Иную точку зрения Витгенштейн имеет в «Философских исследованиях», где проблема того, как мы познаем, выступает на первый план. Исследование по-прежнему ограничивается рамками языка, но место «логики», общей для всех языков, занимает «грамматика естественного языка», а место «логических форм» — «формы жизни». «Метод описания форм жизни… является скорее грамматическим, чем логическим; и соответствующий метод для описания форм и структур, от которых зависят значение и вывод, не является более аналитическим методом, каковым он был в «Трактате»: он состоит в том, чтобы сказать, как употребляются речевые формы и в каких именно обстоятельствах, а не в разбиении их на составные элементы» [10]. Если, скажем, у Аристотеля логика и грамматика совпадают, поскольку процесс сравнения и объединения вещей по общим признакам выражен прежде всего в языке, в его грамматических категориях, то у позднего Витгенштейна логика и грамматика обладают различным содержанием, так как под грамматикой подразумевается глубинная грамматика естественного языка, которая занимается «языковыми играми», «формами жизни», а под формальной логикой — одна из языковых игр. Обращение к естественному языку означает одновременно отказ от «монистической» позиции: о мире мы можем говорить только как о совокупности возможных и действительных «языковых игр» и «форм жизни», в основании которых лежит неопределимое по своей природе действие. Поскольку «языковые игры» связаны по типу «семейного подобия», и мы не можем дать определения ни языку, ни «языковой игре» так, чтобы под это определение подпадали все «языковые игры» и все существующие языки, а также поскольку все «языковые игры» и «формы жизни» обладают одним статусом, то позицию позднего Витгенштейна можно охарактеризовать как «плюрализм реальностей».

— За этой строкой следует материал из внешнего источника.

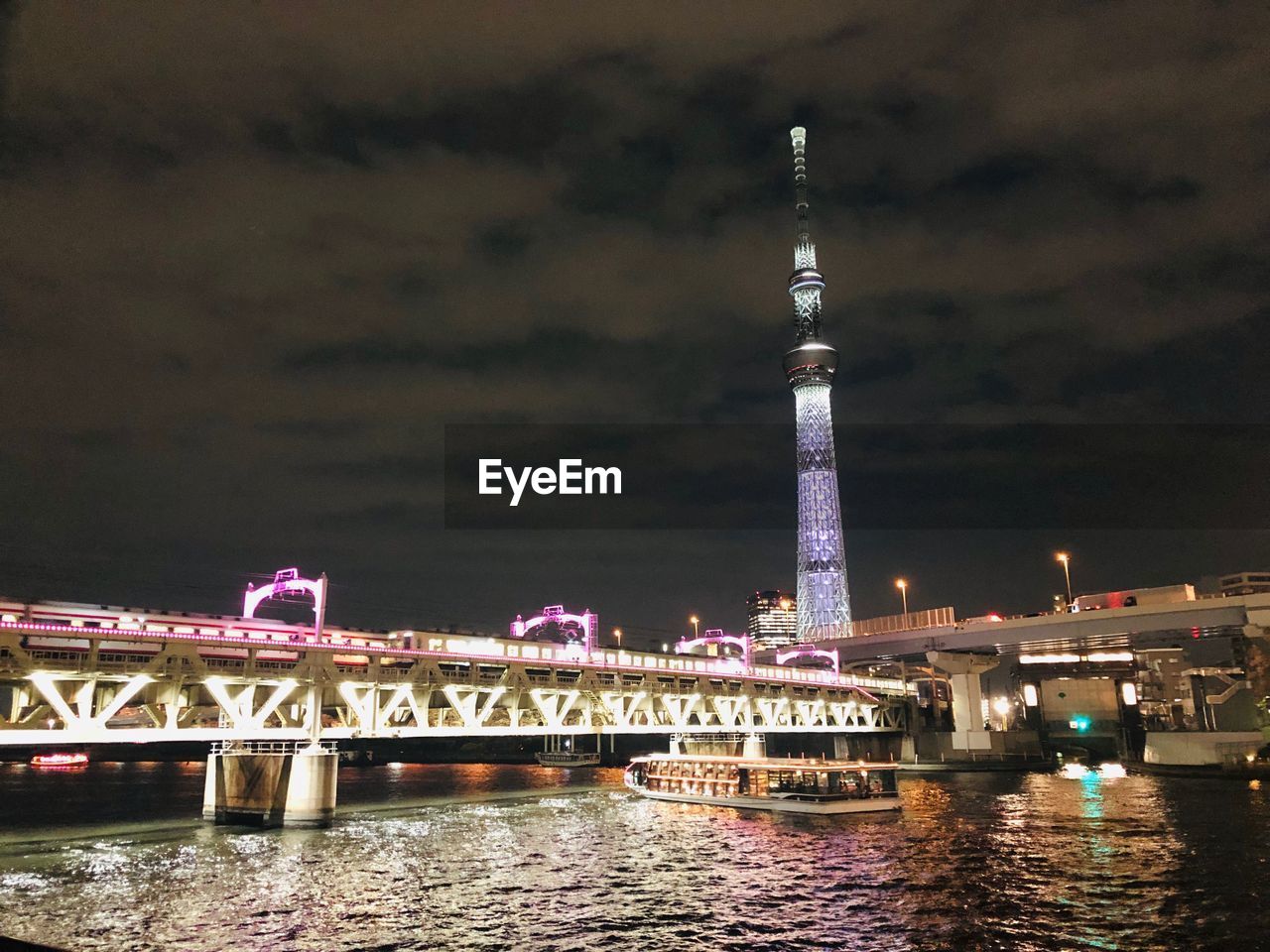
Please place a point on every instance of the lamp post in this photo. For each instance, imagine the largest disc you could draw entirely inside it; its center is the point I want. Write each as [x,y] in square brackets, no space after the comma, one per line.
[1067,571]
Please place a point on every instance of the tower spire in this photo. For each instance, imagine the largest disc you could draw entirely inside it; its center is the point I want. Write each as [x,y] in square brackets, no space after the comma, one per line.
[824,604]
[807,282]
[799,136]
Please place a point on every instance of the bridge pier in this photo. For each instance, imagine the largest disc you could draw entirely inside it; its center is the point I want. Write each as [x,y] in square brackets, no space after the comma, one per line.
[964,678]
[268,784]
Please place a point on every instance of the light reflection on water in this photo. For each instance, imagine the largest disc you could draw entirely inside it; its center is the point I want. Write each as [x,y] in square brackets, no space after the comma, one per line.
[480,857]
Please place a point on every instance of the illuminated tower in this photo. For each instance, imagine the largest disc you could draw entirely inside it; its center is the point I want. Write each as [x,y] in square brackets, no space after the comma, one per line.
[824,606]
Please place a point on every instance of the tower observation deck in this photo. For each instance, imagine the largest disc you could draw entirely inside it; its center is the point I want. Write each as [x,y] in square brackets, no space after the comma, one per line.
[824,604]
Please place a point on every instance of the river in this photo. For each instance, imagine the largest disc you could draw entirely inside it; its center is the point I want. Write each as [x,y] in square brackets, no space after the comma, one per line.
[507,857]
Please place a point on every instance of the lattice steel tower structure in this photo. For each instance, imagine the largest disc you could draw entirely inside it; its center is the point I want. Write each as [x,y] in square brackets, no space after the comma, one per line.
[824,604]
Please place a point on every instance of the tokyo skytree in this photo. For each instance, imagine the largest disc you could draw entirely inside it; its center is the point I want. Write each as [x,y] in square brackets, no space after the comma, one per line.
[824,604]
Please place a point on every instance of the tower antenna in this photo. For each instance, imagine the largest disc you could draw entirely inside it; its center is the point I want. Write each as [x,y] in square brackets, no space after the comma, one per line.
[824,603]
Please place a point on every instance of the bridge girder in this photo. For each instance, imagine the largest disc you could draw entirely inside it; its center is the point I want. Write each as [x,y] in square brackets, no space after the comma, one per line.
[183,693]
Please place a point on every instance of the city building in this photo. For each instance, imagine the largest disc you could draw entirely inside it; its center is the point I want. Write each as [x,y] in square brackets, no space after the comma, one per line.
[1245,583]
[771,620]
[824,604]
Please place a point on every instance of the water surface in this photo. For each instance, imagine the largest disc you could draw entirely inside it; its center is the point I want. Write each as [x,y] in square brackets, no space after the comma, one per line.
[477,857]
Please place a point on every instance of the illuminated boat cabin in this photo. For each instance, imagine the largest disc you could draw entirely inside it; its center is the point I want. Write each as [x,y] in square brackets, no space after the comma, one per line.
[810,785]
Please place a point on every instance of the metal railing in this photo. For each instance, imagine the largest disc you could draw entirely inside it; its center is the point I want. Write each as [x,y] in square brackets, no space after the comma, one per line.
[270,747]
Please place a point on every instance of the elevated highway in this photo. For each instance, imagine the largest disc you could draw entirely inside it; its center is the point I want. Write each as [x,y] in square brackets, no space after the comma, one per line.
[1106,629]
[163,678]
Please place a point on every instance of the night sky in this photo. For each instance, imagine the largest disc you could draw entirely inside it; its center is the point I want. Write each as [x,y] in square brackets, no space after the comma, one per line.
[257,255]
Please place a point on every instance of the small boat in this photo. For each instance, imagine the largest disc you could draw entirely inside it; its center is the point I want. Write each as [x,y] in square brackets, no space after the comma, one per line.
[56,761]
[799,785]
[567,758]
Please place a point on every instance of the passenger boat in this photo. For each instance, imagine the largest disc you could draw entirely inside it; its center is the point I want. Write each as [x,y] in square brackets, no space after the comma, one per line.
[567,758]
[76,760]
[799,785]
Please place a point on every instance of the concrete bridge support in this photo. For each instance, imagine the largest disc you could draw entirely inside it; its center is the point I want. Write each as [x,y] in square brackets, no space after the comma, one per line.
[964,676]
[271,787]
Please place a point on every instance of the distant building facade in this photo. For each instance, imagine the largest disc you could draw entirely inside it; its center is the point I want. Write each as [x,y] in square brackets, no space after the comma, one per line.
[771,619]
[1245,583]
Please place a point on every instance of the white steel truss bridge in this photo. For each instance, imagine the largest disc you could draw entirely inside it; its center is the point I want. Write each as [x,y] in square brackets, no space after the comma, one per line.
[64,684]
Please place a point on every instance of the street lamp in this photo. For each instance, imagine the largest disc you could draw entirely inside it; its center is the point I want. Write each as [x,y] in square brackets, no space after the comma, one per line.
[1067,571]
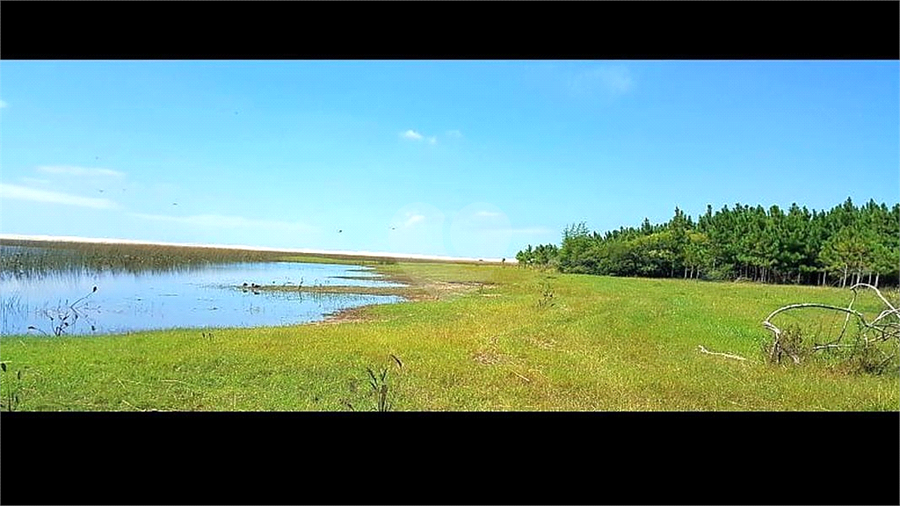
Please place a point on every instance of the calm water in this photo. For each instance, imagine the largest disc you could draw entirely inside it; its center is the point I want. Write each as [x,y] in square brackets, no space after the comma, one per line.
[205,297]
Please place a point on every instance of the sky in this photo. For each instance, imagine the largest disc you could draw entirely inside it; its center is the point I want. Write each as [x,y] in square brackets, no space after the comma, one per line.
[457,158]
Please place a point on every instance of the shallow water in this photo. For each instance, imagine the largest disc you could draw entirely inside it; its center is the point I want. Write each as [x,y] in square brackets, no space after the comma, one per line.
[199,297]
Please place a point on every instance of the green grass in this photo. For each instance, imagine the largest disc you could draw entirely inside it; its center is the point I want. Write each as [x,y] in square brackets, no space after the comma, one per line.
[480,340]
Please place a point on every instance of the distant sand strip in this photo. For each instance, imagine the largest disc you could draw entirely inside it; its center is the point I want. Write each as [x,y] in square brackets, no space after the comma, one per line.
[365,254]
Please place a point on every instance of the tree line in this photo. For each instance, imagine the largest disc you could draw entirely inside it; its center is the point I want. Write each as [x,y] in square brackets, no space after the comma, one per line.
[842,246]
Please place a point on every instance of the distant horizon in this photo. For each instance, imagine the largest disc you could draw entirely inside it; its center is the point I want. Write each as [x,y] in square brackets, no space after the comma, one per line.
[459,159]
[364,254]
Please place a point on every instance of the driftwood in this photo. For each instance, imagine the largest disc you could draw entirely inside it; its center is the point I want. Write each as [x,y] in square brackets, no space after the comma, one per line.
[881,328]
[726,355]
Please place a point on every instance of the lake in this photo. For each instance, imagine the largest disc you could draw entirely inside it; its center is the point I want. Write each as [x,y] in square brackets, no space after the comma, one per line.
[197,297]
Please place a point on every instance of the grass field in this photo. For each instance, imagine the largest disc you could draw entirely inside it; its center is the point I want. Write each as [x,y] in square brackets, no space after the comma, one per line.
[475,337]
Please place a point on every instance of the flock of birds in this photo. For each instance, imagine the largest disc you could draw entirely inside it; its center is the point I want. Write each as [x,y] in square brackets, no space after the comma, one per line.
[97,158]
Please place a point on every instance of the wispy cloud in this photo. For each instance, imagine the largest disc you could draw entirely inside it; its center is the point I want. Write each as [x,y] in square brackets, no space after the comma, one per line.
[34,180]
[612,80]
[69,170]
[16,192]
[531,231]
[222,221]
[413,219]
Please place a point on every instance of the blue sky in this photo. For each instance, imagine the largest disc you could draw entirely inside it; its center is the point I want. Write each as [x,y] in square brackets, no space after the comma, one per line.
[462,158]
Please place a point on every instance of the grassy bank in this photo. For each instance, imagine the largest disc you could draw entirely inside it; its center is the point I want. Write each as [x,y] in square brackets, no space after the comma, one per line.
[480,337]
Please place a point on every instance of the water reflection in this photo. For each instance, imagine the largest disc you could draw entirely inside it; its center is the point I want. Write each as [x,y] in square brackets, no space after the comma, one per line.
[63,301]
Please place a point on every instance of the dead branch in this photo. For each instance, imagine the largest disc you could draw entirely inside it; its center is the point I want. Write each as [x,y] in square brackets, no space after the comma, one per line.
[877,330]
[726,355]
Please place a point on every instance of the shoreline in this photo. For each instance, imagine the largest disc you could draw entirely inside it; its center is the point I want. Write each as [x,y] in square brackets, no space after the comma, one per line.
[302,251]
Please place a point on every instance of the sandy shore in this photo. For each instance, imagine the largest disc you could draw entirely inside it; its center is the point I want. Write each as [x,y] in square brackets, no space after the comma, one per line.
[372,254]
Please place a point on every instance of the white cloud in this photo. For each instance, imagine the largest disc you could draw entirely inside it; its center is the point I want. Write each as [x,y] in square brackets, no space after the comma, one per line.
[34,180]
[16,192]
[79,171]
[222,221]
[612,80]
[413,219]
[531,231]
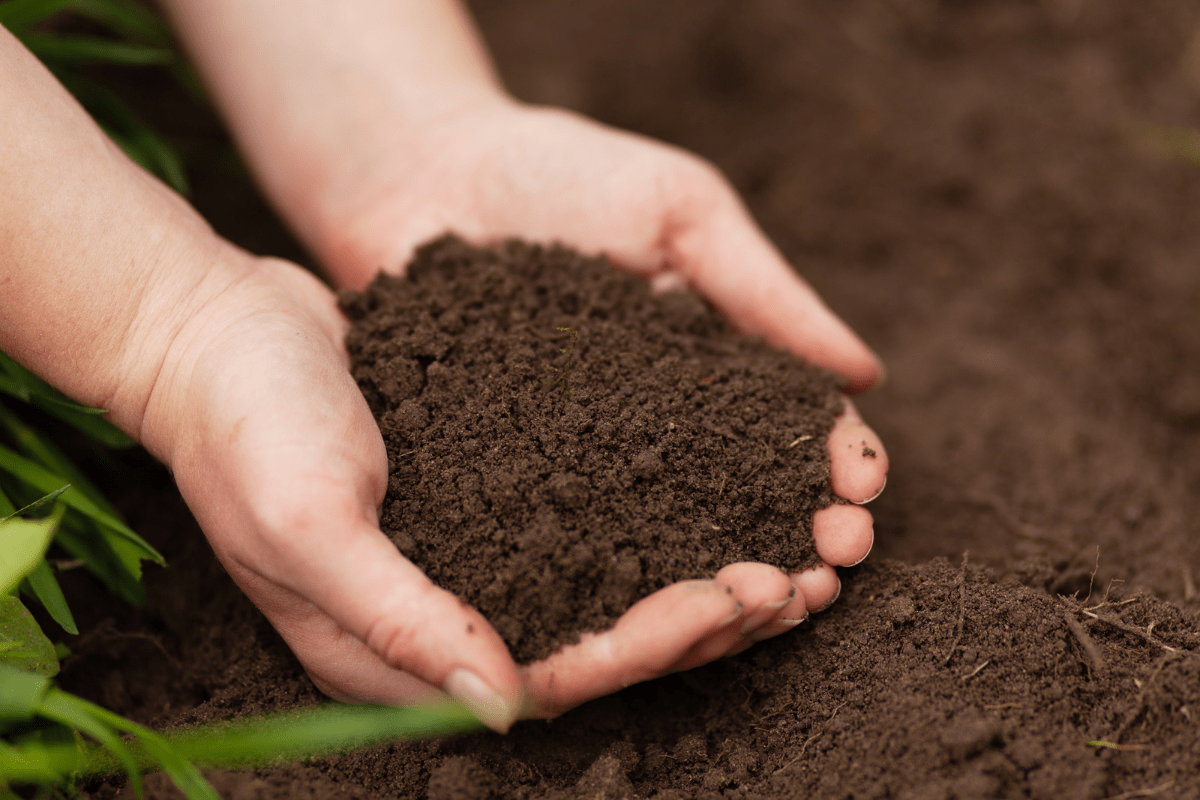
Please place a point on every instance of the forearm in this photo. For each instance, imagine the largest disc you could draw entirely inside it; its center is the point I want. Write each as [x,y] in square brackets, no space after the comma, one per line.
[99,263]
[317,91]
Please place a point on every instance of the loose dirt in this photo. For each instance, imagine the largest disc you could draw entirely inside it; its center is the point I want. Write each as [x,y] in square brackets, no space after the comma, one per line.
[562,444]
[984,191]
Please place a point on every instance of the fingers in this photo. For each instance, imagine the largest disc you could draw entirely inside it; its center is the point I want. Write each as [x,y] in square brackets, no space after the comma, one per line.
[858,463]
[843,534]
[409,633]
[819,585]
[721,252]
[645,643]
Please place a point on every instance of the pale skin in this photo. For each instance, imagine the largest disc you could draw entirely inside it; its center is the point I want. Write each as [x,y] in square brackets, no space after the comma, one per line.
[373,125]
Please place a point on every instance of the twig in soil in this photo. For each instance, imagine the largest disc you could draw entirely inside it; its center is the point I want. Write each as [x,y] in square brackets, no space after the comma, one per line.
[1113,745]
[810,740]
[976,671]
[1086,642]
[1141,693]
[1011,522]
[1143,793]
[963,608]
[1091,578]
[1135,631]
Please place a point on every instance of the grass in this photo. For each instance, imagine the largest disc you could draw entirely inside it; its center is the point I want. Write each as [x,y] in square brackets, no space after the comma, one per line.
[131,35]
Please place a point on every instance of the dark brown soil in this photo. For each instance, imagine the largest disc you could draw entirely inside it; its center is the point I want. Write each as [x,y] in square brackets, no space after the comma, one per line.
[973,186]
[562,444]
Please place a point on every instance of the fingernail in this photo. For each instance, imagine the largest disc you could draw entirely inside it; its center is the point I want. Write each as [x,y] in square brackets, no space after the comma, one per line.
[775,629]
[763,614]
[882,486]
[832,600]
[481,699]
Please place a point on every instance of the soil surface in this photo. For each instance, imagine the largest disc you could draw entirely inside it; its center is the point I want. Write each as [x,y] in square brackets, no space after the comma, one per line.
[996,196]
[562,444]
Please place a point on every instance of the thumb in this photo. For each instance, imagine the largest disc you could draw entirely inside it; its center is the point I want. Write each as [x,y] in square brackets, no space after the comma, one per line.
[370,626]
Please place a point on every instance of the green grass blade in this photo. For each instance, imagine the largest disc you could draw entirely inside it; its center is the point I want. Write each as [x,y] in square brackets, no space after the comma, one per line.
[87,420]
[24,385]
[39,762]
[76,713]
[127,19]
[71,49]
[37,504]
[19,14]
[23,543]
[43,480]
[315,732]
[21,693]
[47,453]
[46,588]
[181,770]
[78,536]
[25,645]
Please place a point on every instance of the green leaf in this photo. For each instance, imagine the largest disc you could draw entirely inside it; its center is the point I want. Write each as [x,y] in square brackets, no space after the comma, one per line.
[18,14]
[6,505]
[82,540]
[21,692]
[73,49]
[46,758]
[31,650]
[46,588]
[307,733]
[24,385]
[77,714]
[129,19]
[43,480]
[87,420]
[23,543]
[47,453]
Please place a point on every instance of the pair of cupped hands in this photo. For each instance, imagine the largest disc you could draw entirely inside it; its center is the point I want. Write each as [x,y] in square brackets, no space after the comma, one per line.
[280,458]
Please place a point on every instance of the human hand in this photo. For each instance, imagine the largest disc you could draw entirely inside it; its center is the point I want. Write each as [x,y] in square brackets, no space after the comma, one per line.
[276,453]
[504,170]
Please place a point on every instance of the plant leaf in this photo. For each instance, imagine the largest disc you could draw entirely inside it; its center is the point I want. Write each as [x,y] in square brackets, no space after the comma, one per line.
[307,733]
[43,480]
[46,588]
[73,49]
[31,651]
[45,452]
[23,543]
[127,19]
[19,14]
[46,757]
[77,713]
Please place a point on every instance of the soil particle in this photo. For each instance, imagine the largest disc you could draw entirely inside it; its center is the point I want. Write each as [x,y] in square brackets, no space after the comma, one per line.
[577,443]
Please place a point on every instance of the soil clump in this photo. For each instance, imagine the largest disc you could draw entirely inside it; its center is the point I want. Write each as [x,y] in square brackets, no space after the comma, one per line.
[562,443]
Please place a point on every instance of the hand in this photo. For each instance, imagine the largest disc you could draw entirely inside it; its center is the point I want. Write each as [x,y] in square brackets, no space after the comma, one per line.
[504,170]
[279,457]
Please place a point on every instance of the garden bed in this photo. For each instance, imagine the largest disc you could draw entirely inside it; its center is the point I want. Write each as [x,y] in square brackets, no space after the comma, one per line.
[985,192]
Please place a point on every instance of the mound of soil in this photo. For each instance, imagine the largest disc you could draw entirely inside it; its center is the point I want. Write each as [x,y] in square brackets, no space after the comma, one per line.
[562,444]
[984,192]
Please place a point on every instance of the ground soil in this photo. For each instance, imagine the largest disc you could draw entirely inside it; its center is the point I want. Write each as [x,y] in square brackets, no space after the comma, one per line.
[983,190]
[577,441]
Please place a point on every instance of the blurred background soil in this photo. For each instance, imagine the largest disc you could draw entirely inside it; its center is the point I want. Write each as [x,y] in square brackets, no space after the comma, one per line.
[1003,198]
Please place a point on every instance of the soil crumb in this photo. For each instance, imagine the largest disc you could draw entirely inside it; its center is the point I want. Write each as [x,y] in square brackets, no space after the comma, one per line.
[563,443]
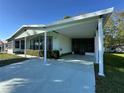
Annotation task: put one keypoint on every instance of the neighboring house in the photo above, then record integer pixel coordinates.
(76, 34)
(3, 46)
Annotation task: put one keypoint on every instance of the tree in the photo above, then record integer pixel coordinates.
(114, 30)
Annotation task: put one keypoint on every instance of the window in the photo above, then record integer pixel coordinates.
(22, 44)
(34, 43)
(16, 44)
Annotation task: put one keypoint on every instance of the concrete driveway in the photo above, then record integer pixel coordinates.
(62, 76)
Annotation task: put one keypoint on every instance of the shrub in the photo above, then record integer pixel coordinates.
(55, 54)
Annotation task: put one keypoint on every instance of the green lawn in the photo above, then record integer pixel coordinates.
(113, 82)
(6, 59)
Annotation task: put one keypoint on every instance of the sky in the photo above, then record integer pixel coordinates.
(15, 13)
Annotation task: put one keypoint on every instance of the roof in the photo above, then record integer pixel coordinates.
(65, 21)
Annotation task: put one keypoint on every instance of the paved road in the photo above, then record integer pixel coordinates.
(32, 76)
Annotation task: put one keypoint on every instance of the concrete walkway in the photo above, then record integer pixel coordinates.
(32, 76)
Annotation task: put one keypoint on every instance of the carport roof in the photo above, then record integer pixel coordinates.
(62, 23)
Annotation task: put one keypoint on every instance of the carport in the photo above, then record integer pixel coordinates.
(84, 26)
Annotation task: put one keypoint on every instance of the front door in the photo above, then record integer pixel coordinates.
(82, 45)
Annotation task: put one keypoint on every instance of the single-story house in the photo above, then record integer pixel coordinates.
(71, 35)
(3, 46)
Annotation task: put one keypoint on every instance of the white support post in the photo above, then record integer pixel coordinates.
(96, 47)
(39, 47)
(100, 42)
(20, 44)
(25, 47)
(45, 47)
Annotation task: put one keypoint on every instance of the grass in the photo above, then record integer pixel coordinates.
(6, 59)
(113, 82)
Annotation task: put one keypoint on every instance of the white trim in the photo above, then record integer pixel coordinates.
(84, 16)
(73, 19)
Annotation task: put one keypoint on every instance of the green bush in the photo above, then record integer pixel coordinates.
(50, 54)
(55, 54)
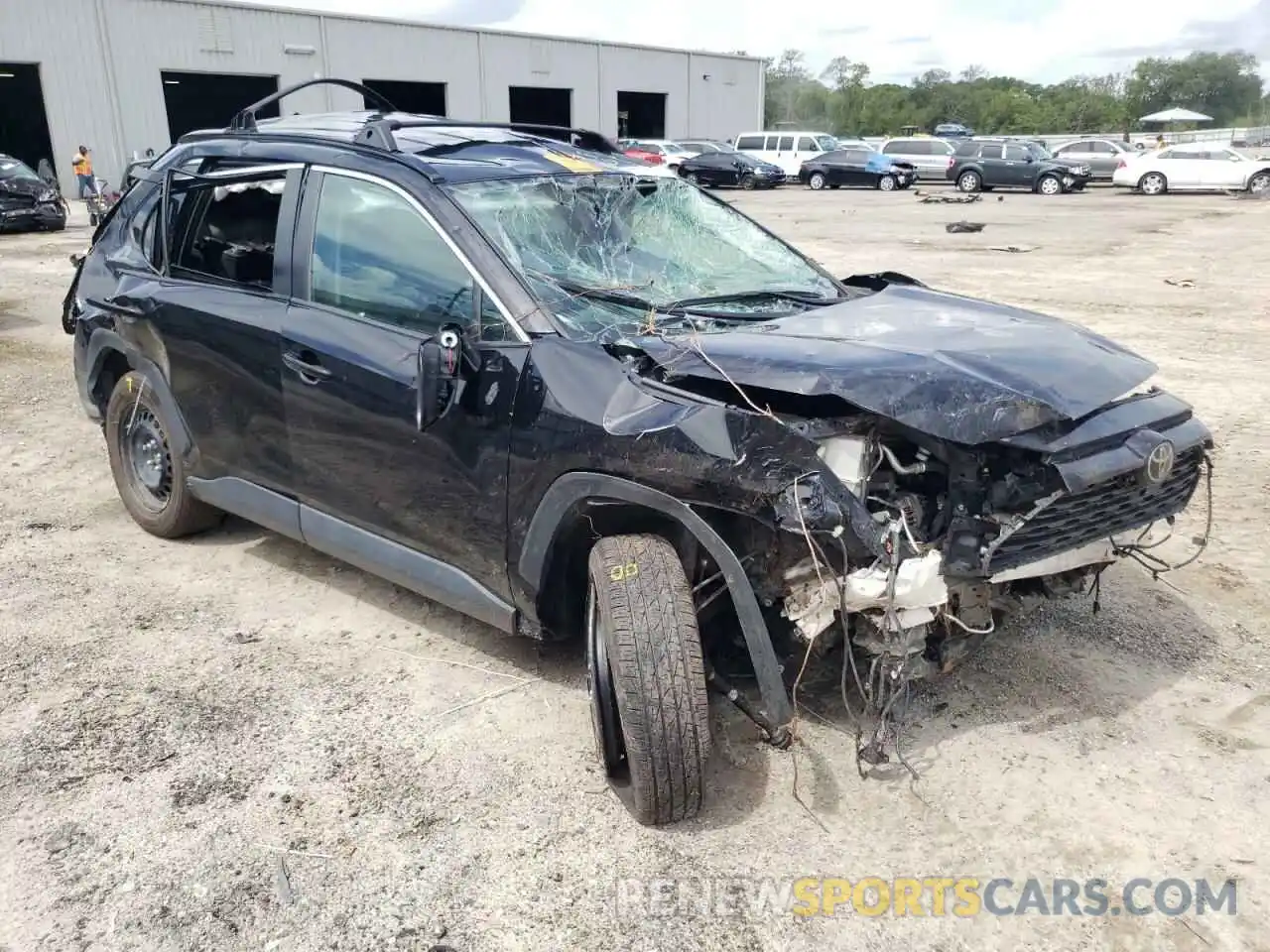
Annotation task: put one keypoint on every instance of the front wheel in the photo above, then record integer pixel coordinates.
(647, 680)
(1049, 185)
(149, 476)
(1152, 184)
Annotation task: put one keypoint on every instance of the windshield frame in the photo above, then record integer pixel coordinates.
(545, 308)
(23, 171)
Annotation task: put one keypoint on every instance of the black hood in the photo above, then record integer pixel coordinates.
(952, 367)
(24, 186)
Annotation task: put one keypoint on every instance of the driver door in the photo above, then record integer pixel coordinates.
(423, 506)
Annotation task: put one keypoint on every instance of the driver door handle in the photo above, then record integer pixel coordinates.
(307, 366)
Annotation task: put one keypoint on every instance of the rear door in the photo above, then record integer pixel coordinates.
(375, 280)
(993, 166)
(1016, 168)
(1225, 169)
(783, 154)
(217, 304)
(806, 148)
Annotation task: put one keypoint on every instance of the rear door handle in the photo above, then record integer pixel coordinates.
(307, 366)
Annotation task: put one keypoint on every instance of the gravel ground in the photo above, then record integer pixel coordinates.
(232, 743)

в) Грамматическое определение субъекта в «Философских исследованиях». Анализ отношений местоимений первого и третьего лица

В связи с изменением метода в поздней философии Витгенштейна изменяется также и понятие «Я» (субъекта). В «Философских исследованиях» субъект рассматривается грамматически, а не формальнологически. Исходной точкой для такого рассмотрения является употребление личного местоимения «Я», а также лингвистические действия говорящего.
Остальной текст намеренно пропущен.